Stern drills 80 to 90 wells a year. His boss cannot complain about a poor order situation. Wells are running dry everywhere, he says. Previously they had to drill a maximum depth of 30 meters, but today they often have to drill twice as deep. The water level is sinking everywhere. So many households and communities have no choice – and only have to dig into their wallets. Even if the drought does not fundamentally threaten groundwater supplies, it will still become more expensive. The Austrian Ministry of Agriculture wants to provide an additional 100 million euros.

Continuous precipitation helps, as it occurred in the spring and continues currently, after a very dry start to the year. Is everything settling in now? Meteorologist Klaus Haslinger knows this best. He is head of the climate system and climate impacts competence unit at Geosphere Austria. Although the first months of the year brought significantly less rain and snow than usual, in the long term there was no noticeable decrease in the amount of precipitation in the southeast of Lower Austria. “So far, on average over the year, we’ve even had a positive precipitation anomaly,” says Haslinger, meaning more rain than usual.

The problem is not only the amount and weight of precipitation, but also the rising temperatures themselves: “An increase in evaporation is very well documented.” Over the past 40 years, evaporation in Austria has increased by 18 percent.

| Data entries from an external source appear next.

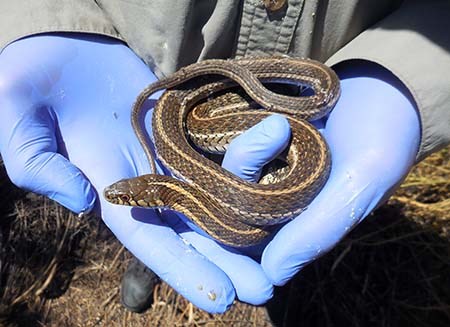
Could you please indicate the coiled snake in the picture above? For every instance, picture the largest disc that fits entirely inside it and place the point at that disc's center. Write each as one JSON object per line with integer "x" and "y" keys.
{"x": 204, "y": 106}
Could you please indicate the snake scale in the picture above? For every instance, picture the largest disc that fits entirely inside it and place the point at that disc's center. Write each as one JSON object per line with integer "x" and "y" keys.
{"x": 205, "y": 105}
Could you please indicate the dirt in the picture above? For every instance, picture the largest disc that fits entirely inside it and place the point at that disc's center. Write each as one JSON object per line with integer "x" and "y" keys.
{"x": 392, "y": 270}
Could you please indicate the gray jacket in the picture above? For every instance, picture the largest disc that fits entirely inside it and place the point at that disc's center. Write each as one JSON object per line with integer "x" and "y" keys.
{"x": 410, "y": 38}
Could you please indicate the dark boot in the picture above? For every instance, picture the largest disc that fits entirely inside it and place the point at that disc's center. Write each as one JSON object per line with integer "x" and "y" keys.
{"x": 136, "y": 291}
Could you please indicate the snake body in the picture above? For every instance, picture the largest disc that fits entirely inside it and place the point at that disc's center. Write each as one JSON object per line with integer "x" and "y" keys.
{"x": 232, "y": 211}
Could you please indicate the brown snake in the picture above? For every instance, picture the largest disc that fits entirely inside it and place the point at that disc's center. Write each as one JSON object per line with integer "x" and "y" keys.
{"x": 232, "y": 211}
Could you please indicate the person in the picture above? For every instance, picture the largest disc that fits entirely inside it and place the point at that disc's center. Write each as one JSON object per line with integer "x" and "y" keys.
{"x": 70, "y": 71}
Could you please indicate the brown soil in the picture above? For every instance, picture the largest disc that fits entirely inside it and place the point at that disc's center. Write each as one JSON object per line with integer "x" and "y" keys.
{"x": 392, "y": 270}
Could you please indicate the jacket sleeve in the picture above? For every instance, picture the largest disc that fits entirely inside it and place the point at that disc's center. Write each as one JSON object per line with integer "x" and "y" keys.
{"x": 22, "y": 18}
{"x": 414, "y": 44}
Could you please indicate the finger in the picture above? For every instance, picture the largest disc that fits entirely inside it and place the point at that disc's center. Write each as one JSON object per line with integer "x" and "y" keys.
{"x": 29, "y": 149}
{"x": 321, "y": 226}
{"x": 248, "y": 278}
{"x": 171, "y": 258}
{"x": 249, "y": 152}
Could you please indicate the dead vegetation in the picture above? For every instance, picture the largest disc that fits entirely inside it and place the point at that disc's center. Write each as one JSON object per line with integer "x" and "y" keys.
{"x": 393, "y": 270}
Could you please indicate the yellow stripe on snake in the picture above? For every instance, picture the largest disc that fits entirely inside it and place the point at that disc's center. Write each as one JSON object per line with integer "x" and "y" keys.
{"x": 206, "y": 105}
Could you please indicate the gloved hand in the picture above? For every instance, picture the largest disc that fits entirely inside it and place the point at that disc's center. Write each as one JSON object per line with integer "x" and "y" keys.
{"x": 373, "y": 134}
{"x": 65, "y": 132}
{"x": 72, "y": 96}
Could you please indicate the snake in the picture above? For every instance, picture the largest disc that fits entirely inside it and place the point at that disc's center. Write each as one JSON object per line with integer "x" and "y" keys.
{"x": 206, "y": 105}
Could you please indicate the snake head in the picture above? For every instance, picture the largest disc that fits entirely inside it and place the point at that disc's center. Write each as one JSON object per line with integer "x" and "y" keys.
{"x": 120, "y": 192}
{"x": 139, "y": 191}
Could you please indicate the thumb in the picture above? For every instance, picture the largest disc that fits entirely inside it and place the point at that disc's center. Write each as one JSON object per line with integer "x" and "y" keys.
{"x": 29, "y": 149}
{"x": 249, "y": 152}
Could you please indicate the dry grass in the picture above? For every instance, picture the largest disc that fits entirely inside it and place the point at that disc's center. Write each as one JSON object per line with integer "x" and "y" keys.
{"x": 393, "y": 270}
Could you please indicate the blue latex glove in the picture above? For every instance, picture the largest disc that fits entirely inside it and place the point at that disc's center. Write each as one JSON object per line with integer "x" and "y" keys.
{"x": 73, "y": 96}
{"x": 65, "y": 132}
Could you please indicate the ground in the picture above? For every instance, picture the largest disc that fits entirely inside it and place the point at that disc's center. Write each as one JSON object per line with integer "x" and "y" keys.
{"x": 392, "y": 270}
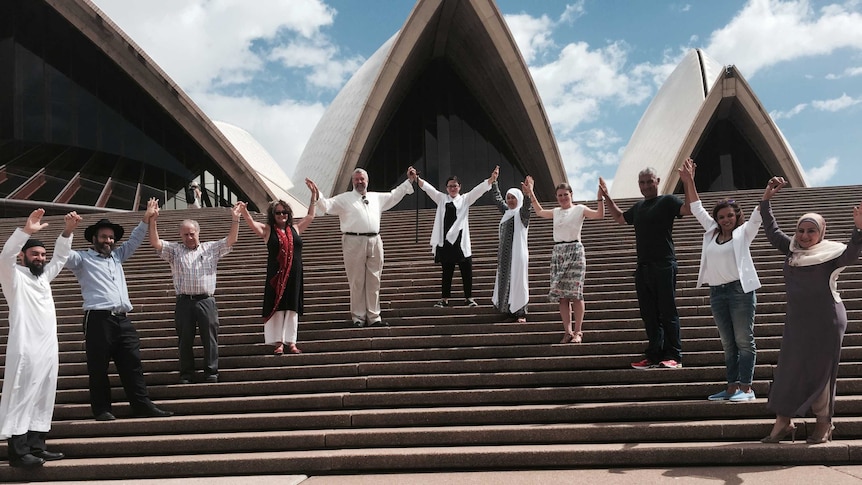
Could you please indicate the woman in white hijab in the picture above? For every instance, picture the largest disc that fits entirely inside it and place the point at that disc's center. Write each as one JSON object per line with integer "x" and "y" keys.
{"x": 815, "y": 322}
{"x": 511, "y": 287}
{"x": 450, "y": 236}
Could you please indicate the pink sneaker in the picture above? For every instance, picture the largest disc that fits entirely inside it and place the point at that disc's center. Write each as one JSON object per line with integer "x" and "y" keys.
{"x": 644, "y": 364}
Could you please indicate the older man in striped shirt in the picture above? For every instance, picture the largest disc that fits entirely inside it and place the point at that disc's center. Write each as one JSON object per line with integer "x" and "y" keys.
{"x": 193, "y": 265}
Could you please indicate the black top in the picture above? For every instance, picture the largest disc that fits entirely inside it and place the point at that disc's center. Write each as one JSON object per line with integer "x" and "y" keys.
{"x": 653, "y": 221}
{"x": 293, "y": 292}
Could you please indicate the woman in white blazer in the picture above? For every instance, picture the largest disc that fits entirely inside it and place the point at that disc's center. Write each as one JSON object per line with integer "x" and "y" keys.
{"x": 726, "y": 266}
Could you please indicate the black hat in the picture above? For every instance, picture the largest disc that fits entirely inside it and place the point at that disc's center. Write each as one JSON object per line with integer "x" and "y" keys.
{"x": 92, "y": 230}
{"x": 31, "y": 243}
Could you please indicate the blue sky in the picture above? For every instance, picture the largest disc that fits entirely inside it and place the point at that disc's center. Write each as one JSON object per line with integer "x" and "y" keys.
{"x": 273, "y": 66}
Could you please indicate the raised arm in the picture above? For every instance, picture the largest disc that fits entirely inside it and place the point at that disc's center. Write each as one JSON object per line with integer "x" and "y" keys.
{"x": 616, "y": 213}
{"x": 155, "y": 241}
{"x": 776, "y": 237}
{"x": 71, "y": 220}
{"x": 309, "y": 216}
{"x": 256, "y": 227}
{"x": 527, "y": 187}
{"x": 599, "y": 212}
{"x": 233, "y": 234}
{"x": 691, "y": 196}
{"x": 686, "y": 174}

Almost half of this was due to higher temperatures and more solar radiation, and a third was due to the resulting extension of the plants’ vegetation phase. As long as these grow, they draw water from the ground and evaporate it through their leaves: again water that cannot contribute to groundwater formation.

“That’s not the future”

Karl Schmidt looks around his garden. “It’s a bad feeling,” says the 82-year-old. When he was a child, there were streams and ponds with fish and crabs in the area. Today there is often only a trickle left. The water from the spring next to his garden is still enough to supply the few households in the small town. But the water pressure is also falling here. “There’s no future if you have to dig deeper and deeper,” says the pensioner.

Three kilometers further, Franz Stern’s drill has finally reached the water-bearing layer. Muddy dirt falls onto the snow-covered meadow. Every time you blow compressed air through the drill, a mudslide shoots up a good ten meters into the air. Stern is satisfied; in a few days a household will be connected to the new water supply.

Ultimately, it is difficult to say with certainty whether climate change alone is responsible
Karl Schmidt’s fish pond is drying out and the well drillers’ order books are full. For Helga Lindinger from the Federal Environment Agency, the only thing that is certain is that climate change means increased stress on water resources. And that could be just the beginning: “The challenges in water supply can be much, much greater, especially in dry years.” After all, groundwater recharge in a dry year can fall to half of the normal average. “If several dry years follow one another, as we have been observing since 2015, this can lead to very strained usage conditions for groundwater bodies that are already intensively used,” says the expert. Then we need even more crisis summits, even more new lines – and even more dowsing rods.